The Establishment of Cow's Milk Protein Allergy in Infants is Related with a Deficit of Regulatory T cells (Treg) and Vitamin D.
Pediatr Res. 2017 Jan 18. doi: 10.1038/pr.2017.12. [Epub ahead of print]
García LP1, Muñoz JL2, Alonso-Lebrero E3, Reula ES2,4, Pion M2, Correa-Rocha R2.
- 1Department of Bioactivity and Food Analysisof theCIAL-CSIC, Madrid (Spain).
- 2Laboratory of Immune-regulation, Hospital General Universitario Gregorio Marañón and Instituto de Investigación Sanitaria Gregorio Marañón (IiSGM), Madrid (Spain).
- 3Pediatric-Allergy Division, Hospital General Universitario Gregorio Marañón and Instituto de Investigación Sanitaria Gregorio Marañón (IiSGM), Madrid (Spain).

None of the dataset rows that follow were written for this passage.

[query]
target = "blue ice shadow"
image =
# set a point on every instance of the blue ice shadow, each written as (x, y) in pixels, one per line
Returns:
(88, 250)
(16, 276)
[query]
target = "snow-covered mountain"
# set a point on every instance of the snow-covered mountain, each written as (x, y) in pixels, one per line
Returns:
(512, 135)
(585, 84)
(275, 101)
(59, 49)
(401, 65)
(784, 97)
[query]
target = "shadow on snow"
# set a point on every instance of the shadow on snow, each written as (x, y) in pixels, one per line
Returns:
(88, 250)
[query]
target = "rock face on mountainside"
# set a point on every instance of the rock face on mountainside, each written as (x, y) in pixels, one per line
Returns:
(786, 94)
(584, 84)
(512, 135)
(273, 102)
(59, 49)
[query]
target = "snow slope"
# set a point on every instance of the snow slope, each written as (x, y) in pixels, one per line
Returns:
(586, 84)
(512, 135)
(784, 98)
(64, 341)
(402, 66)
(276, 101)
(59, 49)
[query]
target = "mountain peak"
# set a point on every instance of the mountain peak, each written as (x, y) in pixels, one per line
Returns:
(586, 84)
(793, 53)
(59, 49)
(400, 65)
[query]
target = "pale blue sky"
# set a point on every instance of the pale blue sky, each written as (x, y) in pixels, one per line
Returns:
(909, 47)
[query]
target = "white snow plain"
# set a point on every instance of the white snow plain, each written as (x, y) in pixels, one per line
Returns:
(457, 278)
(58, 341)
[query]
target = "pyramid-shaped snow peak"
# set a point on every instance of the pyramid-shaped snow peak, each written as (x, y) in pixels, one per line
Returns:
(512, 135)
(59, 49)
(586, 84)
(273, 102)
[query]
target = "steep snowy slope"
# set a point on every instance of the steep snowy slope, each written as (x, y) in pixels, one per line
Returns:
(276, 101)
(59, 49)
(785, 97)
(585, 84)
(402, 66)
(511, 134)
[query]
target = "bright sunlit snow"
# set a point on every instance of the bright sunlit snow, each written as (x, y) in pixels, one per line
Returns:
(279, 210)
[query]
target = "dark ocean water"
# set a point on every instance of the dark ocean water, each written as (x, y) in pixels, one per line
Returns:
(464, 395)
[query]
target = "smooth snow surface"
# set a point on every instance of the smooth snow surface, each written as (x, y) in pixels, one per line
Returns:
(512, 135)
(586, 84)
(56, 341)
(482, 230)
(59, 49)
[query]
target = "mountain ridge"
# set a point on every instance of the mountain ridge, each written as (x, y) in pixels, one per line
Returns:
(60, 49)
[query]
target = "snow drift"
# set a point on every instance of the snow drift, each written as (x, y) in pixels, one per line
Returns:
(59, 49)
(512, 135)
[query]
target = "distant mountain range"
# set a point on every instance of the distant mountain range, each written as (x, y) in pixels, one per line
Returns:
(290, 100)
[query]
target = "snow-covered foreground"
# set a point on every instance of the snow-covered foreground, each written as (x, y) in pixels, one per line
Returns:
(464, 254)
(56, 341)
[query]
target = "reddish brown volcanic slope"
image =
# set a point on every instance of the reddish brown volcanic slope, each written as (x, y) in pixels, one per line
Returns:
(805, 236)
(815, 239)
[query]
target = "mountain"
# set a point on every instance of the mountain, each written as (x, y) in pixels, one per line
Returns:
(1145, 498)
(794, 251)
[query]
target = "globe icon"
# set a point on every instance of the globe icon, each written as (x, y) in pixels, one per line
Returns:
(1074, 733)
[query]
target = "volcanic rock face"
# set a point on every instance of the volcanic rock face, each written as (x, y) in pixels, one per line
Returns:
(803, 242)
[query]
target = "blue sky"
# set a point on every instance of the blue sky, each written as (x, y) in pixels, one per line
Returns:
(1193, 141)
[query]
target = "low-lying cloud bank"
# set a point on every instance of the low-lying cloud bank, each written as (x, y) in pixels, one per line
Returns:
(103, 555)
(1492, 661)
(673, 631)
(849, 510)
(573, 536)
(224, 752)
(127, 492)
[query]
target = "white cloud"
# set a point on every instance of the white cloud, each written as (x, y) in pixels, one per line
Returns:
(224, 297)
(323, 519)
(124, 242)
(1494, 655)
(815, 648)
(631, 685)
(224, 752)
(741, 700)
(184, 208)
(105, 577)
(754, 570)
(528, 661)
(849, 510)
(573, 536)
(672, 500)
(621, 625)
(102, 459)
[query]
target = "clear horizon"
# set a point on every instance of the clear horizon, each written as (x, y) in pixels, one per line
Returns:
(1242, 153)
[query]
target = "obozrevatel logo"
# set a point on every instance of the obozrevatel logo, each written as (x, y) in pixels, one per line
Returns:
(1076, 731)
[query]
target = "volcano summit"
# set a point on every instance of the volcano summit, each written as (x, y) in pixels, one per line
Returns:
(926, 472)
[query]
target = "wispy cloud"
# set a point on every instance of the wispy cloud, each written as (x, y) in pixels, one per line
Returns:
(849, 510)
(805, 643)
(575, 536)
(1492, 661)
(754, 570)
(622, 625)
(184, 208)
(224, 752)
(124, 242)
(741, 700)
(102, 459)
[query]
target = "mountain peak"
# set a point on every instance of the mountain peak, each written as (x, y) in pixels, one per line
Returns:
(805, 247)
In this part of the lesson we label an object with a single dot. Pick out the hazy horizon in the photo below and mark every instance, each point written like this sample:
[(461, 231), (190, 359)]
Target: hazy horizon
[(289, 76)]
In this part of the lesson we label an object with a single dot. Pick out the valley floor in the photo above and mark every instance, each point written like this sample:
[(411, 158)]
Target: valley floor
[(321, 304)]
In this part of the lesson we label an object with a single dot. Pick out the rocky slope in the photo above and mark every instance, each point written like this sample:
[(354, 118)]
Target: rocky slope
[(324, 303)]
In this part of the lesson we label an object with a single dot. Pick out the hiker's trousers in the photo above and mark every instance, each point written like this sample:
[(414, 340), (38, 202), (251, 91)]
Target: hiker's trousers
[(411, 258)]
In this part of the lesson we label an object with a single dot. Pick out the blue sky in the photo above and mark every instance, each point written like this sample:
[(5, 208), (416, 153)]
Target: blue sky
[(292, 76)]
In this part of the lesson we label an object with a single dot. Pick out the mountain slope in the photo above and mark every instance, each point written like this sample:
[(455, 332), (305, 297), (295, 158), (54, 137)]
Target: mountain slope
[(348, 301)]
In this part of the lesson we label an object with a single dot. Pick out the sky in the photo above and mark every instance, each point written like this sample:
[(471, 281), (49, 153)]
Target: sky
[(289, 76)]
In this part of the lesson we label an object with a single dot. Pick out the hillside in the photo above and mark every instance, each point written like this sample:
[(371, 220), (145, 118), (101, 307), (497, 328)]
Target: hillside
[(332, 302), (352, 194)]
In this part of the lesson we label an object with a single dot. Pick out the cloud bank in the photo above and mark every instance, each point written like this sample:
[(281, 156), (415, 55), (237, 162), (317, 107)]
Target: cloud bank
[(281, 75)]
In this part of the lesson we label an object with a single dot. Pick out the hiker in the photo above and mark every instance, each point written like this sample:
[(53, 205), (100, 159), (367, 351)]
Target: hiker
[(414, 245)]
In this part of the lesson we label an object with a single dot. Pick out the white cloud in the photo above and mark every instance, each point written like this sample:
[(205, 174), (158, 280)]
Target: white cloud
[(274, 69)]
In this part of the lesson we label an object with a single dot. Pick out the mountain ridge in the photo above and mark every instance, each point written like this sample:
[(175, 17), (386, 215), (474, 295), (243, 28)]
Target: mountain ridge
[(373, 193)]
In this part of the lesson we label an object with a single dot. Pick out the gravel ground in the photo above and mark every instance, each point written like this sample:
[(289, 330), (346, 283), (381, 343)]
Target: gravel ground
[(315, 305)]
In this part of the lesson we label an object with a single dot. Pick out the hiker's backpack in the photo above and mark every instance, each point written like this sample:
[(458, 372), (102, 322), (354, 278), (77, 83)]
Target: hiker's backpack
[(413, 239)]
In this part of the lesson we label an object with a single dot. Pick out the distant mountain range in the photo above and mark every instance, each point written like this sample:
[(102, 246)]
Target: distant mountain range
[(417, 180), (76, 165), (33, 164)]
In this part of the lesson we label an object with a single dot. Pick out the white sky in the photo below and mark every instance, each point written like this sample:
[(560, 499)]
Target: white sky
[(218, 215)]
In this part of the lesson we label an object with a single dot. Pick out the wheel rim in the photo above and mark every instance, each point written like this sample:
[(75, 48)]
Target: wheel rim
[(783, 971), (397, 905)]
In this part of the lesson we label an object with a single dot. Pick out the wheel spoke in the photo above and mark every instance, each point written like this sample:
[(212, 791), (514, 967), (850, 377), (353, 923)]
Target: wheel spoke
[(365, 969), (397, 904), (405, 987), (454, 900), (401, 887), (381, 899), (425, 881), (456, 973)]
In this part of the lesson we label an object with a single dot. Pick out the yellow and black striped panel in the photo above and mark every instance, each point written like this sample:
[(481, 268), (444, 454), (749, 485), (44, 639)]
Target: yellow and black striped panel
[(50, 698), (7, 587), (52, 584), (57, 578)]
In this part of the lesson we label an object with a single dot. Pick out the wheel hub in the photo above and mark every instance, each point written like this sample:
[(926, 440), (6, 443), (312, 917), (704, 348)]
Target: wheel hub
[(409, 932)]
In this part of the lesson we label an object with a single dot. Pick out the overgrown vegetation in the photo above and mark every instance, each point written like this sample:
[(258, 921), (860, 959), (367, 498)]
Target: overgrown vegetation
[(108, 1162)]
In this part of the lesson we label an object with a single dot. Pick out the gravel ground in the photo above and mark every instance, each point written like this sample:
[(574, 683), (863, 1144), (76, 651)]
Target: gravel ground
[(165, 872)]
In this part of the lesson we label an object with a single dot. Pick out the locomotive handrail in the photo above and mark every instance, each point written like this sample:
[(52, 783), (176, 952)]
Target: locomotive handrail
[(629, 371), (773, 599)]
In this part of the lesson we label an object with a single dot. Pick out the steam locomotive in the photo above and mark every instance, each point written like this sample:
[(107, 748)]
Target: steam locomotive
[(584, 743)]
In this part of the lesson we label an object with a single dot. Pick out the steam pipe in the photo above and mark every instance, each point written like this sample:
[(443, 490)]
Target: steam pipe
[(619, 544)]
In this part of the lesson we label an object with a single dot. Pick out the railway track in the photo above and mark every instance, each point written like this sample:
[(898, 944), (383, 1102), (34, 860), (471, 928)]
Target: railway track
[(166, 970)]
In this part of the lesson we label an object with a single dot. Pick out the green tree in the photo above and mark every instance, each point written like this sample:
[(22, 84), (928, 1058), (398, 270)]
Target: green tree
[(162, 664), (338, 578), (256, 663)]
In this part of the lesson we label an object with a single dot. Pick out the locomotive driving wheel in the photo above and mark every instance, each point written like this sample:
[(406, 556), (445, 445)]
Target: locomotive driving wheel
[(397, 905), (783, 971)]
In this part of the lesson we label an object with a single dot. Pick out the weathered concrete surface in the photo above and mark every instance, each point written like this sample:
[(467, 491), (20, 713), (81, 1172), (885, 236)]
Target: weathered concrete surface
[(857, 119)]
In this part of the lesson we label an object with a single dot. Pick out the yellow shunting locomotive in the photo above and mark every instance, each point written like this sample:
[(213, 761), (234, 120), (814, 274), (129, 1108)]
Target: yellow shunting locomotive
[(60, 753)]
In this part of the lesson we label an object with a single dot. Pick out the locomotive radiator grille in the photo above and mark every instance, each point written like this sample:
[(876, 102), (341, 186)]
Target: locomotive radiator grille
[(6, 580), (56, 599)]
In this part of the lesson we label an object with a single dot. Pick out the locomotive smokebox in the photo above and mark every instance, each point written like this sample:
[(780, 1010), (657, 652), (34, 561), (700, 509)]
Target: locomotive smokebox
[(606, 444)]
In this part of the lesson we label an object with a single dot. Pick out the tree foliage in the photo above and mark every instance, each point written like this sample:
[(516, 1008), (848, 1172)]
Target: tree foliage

- 4Immunology and Allergy Pediatric Division of the Hospital General Universitario Gregorio Marañón and Instituto de Investigación Sanitaria Gregorio Marañón (IiSGM), Madrid (Spain).
Cow's milk protein allergy (CMPA) is the most common food allergy in infants. However, little is known about which specific immune mechanisms are related with the CMPA onset. The objective was to investigate which immune alterations constitute differential factors between allergy and tolerance, and hence could be implicated in the CMPA establishment in infants.
An extensive analysis of immune subsets, including Treg and cytokine-secreting cells was performed in blood samples from 28 infants younger than 9 months obtained 1-4 days after the first adverse reaction to milk.
Less than 4 days after first allergic reaction, infants who developed CMPA had decreased Treg counts and increased frequency of IL4-secreting CD4 T cells compared to controls. The deficit of Tregs was correlated with decreased serum levels of vitamin D. Values of Tregs, IL4-secreting cells and vitamin D were good predictors of CMPA diagnosis.
Basal vitamin D levels in CMPA infants also predicted those CMPA patients developing spontaneous tolerance in the first year.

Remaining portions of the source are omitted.